Maybe you see what her boss, the Marchioness of Lionsbridge, sees: the best PA she’s ever had, a 26-year-old fixer who makes problems disappear with four quiet words—‘Leave it with me.’ Or you see a remote, untouchable Ice Princess who the 500-year-old Arborage Estate’s heir presumptive longs to crush under his heel. Possibly, if you’re looking carefully, you see Luna as her friends see her: the quiet one, touched by childhood tragedy, who laughs at their jokes and has their backs no matter what.
But ultimately it takes charismatic, devastatingly attractive Swedish entrepreneur Stefan Lundgren, third in line to inherit the estate, to glimpse the intelligent, fiercely independent woman under Luna’s calm exterior. And what he sees he wants, this woman in ten thousand who is meant for him, body writhing beneath his in the dark of night, her inner self slowly revealing itself to him. Or so he believes.
But Luna has built an entire life predicated on concealment, on maintaining control and hiding dark things in drawers. It will take the entirety of the Lord and Master trilogy, from the manicured gardens of Arborage, to the wilds of Shetland, to the streets of Stockholm, for her to step out of the shadows in the face of a new threat to Arborage.
You think you know Luna? You don’t.
The Lord and Master trilogy:
Lord and Master
Her Master’s Servant
The Marchioness
I count myself lucky to be living through what I consider to be a golden era for the romance genre. Writers like Courtney Milan, Sherry Thomas and Elizabeth Hoyt are really raising the bar (as are Robin Schone and Kate Pearce in the arena of erotic romance). If you haven’t already discovered these authors, you’re welcome! A world of intelligent, compelling romance reading awaits you!
But in terms of what brought me as a writer to the romance genre, I’ve always gravitated to books that say profound things about the nature of love, how it changes people. It’s where I feel I have something to say.
2. When writing a book, what is your favorite part of the creative process (outline, plot, character names, editing, etc)?
It’s writing dialogue, without a doubt. I write my books in a linear way, i.e., I start at the beginning of the story and continue till the end, no skipping ahead—but that doesn’t mean I don’t have certain verbal exchanges and confrontations playing in my mind well before I get around to writing them. I swear, there are scenes in the final book of my Lord and Master Trilogy, The Marchioness, that felt like they wrote themselves by the time I actually put pen to paper. They’d been running through my head for so long, when I finally came to write them they were all just...there.
3. When reading a book, what genre do you find most interesting/intriguing?
I am an omnivore when it comes to fiction. I love historical fiction, short stories, mysteries, crime fiction, love stories (of course!)...and I have a major weakness for dystopian science fiction. So David Mitchell’s Cloud Atlas, which combines all of the above, is basically my idea of reading heaven.
4. If you could co-author with any author, past or present, who would you choose?
Impossible question! I can’t even imagine working with the authors I admire most, stellar talents like Charlotte BrontΓ«, Philip Pullman, Sarah Waters, Philip Kerr, Susanna Clarke, Nick Hornby and Isaac Asimov. There is literally nothing I could bring to the table as far as they’re concerned. So maybe I’d pick someone based purely on the fun I’d have being around them. Oscar Wilde, I’m thinking.
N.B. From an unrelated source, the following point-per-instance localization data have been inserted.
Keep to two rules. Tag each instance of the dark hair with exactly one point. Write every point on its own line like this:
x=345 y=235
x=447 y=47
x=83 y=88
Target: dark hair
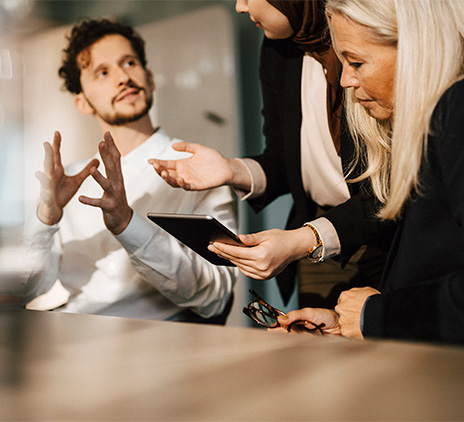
x=86 y=33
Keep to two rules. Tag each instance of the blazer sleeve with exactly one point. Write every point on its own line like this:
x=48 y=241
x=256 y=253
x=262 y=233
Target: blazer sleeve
x=431 y=308
x=274 y=62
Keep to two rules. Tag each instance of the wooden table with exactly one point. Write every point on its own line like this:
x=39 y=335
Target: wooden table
x=66 y=367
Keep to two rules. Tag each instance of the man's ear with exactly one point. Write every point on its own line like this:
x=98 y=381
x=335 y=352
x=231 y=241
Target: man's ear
x=82 y=104
x=151 y=80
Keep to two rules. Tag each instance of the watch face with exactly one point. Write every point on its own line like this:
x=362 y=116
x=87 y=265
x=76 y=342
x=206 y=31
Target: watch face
x=317 y=253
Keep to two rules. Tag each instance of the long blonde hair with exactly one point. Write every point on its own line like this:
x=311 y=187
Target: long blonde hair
x=428 y=35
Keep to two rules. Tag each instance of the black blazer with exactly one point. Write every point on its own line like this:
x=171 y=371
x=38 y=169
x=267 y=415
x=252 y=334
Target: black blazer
x=423 y=282
x=280 y=75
He’d dazzle me with his wit and get me into all the best parties.
5. Have you always wanted to write or did it come to you "later in life"?
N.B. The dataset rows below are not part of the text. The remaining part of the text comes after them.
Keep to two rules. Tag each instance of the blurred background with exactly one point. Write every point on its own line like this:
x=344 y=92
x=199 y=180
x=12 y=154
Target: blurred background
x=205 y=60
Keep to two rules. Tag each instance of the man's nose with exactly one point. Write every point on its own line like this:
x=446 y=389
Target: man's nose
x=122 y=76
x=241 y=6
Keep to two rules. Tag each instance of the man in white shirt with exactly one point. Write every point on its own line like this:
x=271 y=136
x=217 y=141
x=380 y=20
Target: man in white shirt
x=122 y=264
Fiction writing came to me quite late in life! I was in my late 40s when, during a business trip to London, I read a best-selling romance novel that made me so angry on behalf of female readers everywhere (the straw that broke my back was the book’s alpha hero, a man with so little respect for women that his strategy for binding the heroine to him was to repeatedly hide her birth control—a total and complete WTF moment for me) that I decided to put my money where my mouth was and try writing my own book. If nothing else, I promise you that the heroine of my novels, Luna Gregory, can stand toe to toe with my hero, Stefan Lundgren. And he wouldn’t have it any other way!
I live on a farm in Lancashire, England with my husband, four children, one dog and one cat. Like Luna Gregory, the lead character of the Lord and Master trilogy, I make my living as a personal assistant.